Wendy Mayer

The Changing Shape of Liturgy: Current and Future Approaches from Earliest Christianity to the End of Late Antiquity

In recent decades, the angles from which scholars approach liturgical history and even their definitions of what constitutes liturgy have substantially changed. The introduction of new technologies, changing emphases in the study of material culture and archaeology, the resultant rapid expansion of material sources, the emergent discipline of ritual studies, and the application of new theoretical approaches from other fields, to name but a few, have all exerted influence. keeUsing examples from a wide array of recent research, this paper presents some of the key developments of the past two decades concerning the period stretching from the 2nd to 8th centuries. This historical overview is aimed at stimulating discussion on the important question: where are we heading next?
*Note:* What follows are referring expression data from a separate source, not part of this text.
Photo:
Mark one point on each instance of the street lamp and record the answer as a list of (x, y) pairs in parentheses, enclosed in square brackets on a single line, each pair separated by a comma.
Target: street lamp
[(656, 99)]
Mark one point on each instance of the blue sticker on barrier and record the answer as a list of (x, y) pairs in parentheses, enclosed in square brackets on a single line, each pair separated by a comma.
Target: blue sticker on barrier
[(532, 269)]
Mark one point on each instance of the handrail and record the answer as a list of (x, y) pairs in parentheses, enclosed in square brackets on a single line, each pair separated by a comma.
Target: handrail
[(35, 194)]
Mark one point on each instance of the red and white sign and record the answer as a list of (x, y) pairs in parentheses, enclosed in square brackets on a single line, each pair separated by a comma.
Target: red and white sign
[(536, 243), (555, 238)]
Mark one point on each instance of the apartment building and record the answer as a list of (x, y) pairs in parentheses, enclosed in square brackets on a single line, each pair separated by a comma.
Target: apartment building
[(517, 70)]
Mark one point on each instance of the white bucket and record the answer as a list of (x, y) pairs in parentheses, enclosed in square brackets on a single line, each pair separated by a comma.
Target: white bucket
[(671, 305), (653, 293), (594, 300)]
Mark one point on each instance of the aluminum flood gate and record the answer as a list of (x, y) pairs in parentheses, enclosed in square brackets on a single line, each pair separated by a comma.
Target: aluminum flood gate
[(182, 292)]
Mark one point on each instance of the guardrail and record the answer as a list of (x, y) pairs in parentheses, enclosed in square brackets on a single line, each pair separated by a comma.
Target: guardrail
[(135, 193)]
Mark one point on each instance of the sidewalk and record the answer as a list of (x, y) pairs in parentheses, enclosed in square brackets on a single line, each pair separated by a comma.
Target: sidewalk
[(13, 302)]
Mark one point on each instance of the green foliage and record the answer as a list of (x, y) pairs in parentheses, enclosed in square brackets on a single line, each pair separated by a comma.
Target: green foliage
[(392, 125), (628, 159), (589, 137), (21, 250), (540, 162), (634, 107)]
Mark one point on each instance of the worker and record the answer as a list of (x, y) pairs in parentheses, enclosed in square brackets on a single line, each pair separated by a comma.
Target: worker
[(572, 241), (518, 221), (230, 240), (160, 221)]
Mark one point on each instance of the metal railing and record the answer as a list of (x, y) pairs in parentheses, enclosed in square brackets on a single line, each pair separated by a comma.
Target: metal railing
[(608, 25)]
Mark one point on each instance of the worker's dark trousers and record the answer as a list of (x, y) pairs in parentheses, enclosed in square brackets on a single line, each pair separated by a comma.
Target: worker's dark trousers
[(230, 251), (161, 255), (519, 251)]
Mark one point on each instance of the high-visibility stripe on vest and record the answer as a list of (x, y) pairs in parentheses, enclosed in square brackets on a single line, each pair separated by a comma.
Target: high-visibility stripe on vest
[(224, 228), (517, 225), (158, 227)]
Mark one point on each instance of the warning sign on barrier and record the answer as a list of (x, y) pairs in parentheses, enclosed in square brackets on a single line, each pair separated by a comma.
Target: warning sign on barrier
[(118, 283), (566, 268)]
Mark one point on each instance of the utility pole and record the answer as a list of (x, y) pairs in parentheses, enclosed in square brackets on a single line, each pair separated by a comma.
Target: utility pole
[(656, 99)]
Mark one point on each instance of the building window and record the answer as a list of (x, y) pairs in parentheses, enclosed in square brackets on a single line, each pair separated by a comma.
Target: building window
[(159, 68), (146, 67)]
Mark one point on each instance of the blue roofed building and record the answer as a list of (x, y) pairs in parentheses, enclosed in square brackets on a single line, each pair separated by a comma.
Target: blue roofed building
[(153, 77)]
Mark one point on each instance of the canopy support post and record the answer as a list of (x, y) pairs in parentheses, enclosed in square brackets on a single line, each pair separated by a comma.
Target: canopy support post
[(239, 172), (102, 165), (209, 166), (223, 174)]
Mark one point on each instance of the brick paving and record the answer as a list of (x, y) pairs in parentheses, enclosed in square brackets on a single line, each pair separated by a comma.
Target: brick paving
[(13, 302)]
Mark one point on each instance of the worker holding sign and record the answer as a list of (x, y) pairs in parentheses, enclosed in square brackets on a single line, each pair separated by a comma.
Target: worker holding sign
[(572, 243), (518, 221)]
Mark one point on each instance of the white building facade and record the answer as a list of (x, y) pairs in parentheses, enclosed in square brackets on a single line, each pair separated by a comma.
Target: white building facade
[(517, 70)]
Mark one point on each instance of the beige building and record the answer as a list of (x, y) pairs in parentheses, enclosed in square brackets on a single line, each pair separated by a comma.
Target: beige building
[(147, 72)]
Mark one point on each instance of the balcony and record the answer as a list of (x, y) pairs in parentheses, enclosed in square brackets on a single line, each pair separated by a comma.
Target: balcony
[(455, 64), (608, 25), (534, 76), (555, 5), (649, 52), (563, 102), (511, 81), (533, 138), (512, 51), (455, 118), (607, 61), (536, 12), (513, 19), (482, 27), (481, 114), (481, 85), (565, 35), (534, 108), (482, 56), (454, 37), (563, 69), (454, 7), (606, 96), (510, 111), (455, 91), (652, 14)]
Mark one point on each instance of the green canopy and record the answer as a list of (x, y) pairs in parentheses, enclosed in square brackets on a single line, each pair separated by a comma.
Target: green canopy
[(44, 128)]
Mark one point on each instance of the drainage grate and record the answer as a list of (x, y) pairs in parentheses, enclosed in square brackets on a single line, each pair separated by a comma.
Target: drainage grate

Wendy Mayer is Research Fellow in the Centre for Early Christian Studies at Australian Catholic University and a Visiting Researcher in the Center for the Study of Early Christianity at Catholic University of America. She publishes primarily on early Christian preaching and on the late-antique priest and bishop, John Chrysostom. She has a n interest in the role of the sermon in the liturgy, the preacher-audience dynamic, the composition and function of worship spaces, stational liturgy on both land and water, and the cult of the saints. In 2012 she published with Pauline Allen The Churches of Syrian Antioch (300-638 CE), the first detailed study of the identity, history, and use of the Christian worship sites of that city in Late Antiquity.